Questione dichiarata infondata · depositata il 30/12/1994 · relatore Gabriele Pescatore

Norme in gioco

applicata al caso

  • art. 3legge 890/1986

citata

  • art. 26legge 87/1953

Epigrafe

ha pronunciato la seguente ORDINANZA nel giudizio di legittimità costituzionale dell'art. 3 della legge

17 dicembre 1986, n. 890 (Integrazioni e modifiche alle leggi 7

agosto 1985, n. 427 e n. 428, sul riordinamento della Ragioneria

generale dello Stato e dei servizi periferici del ministero del

tesoro), promosso con ordinanza emessa il 9 dicembre 1993 dal

Tribunale amministrativo regionale per il Lazio sul ricorso proposto

da Cocozza Giacomazzi Lucia Maria contro il Ministero del tesoro,

iscritta al n. 266 del registro ordinanze 1994 e pubblicata nella

Gazzetta Ufficiale della Repubblica n. 20, prima serie speciale,

dell'anno 1994;

Visto l'atto di costituzione di Cocozza Giacomazzi Lucia Maria;

Udito nella camera di consiglio del 14 dicembre 1994 il Giudice

relatore Gabriele Pescatore;

Ritenuto che il Tribunale amministrativo regionale per il Lazio,

con ordinanza del 9 dicembre 1993, sul ricorso proposto da L. M.
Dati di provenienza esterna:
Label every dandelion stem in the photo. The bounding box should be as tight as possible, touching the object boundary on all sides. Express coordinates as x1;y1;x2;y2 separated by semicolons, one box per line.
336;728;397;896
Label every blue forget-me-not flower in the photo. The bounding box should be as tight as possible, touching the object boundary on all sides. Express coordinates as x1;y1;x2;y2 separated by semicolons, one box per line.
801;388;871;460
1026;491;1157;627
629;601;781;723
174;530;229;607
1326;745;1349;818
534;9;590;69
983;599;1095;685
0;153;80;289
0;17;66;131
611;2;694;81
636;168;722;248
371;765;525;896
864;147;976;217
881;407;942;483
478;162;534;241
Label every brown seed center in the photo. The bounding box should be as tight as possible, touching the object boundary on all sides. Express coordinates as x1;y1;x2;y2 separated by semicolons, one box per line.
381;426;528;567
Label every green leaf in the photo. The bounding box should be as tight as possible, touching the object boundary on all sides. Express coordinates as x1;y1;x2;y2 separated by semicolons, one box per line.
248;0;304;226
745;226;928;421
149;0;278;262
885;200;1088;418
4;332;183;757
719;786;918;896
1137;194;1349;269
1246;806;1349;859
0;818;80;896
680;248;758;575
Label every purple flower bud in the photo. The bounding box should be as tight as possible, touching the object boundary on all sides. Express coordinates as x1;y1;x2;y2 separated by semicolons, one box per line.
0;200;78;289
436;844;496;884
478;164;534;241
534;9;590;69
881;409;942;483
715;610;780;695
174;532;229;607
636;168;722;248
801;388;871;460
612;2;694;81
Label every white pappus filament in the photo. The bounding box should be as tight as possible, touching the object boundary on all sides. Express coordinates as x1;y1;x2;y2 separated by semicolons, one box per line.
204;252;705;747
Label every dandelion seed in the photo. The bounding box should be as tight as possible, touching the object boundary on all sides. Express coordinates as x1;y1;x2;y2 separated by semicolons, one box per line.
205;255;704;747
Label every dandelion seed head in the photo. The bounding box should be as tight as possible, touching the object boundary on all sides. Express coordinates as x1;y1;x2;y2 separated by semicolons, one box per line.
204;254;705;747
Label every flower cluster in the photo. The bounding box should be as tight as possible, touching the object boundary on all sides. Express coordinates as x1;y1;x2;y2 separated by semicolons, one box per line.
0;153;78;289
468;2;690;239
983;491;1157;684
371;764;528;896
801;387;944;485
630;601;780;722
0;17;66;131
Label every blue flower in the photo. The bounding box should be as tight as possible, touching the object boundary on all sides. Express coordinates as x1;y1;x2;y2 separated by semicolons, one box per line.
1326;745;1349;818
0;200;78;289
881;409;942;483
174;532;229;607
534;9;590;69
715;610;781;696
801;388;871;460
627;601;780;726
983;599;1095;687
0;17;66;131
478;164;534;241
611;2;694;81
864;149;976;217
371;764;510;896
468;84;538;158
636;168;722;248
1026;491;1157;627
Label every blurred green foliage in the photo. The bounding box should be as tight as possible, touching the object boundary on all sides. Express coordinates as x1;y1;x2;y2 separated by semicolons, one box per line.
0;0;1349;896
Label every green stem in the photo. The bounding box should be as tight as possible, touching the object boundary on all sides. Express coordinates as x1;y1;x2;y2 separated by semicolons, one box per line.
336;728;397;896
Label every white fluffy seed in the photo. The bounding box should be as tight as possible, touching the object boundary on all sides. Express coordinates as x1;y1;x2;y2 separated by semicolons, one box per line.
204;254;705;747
Cocozza Giacomazzi, ha sollevato, in riferimento agli artt. 3 e 97

della Costituzione, questione di legittimità costituzionale

dell'art. 3 della legge 17 dicembre 1986, n. 890 "nella parte in cui

omette di estendere i benefici normativi ed economici previsti dal

d.P.R. 1 giugno 1972, n. 319, al personale già appartenente alla

carriera speciale o ordinaria di concetto delle direzioni provinciali

del tesoro che avesse superato concorso di ammissione nella carriera

stessa articolato su tre prove scritte ed un colloquio, transitato ai

ruoli centrali del Ministero del tesoro";

che, ad avviso del tribunale remittente, la norma impugnata

circoscrivendo l'estensione dei benefici normativi ed economici

previsti dal d.P.R. 1 giugno 1972, n. 319, al personale della

soppressa carriera ordinaria di concetto delle direzioni provinciali

del tesoro, ha omesso di considerare "analoghe situazioni di quanti

nella medesima situazione di partenza fossero transitati nella

carriera di concetto dei ruoli centrali dell'amministrazione del

tesoro o per vincita di concorso o in applicazione dell'art. 200 del

T.U. n. 3 del 1957";

che, secondo il giudice a quo, detta omissione normativa

risulterebbe fortemente ed iniquamente "lesiva" avuto riguardo - da

un lato - alla coincidenza dei requisiti di accesso (concorso

articolato su tre prove scritte ed una orale), dall'altro,

all'"intento perequativo" che il legislatore avrebbe manifestato con

le leggi n. 427 del 1985 e n. 890 del 1986 prima e successivamente

con le leggi 24 maggio 1989, n. 193 e 4 agosto 1990, n. 238 poi;

che, pertanto, si verrebbe a porre in essere una situazione di

irrazionale disparità di trattamento nei confronti dei dipendenti

già appartenenti alle carriere speciali ed ordinarie di concetto

delle direzioni provinciali del tesoro, nel frattempo transitati

nelle carriere di concetto dei ruoli centrali della Amministrazione

del tesoro o per superamento di concorso o in applicazione dell'art.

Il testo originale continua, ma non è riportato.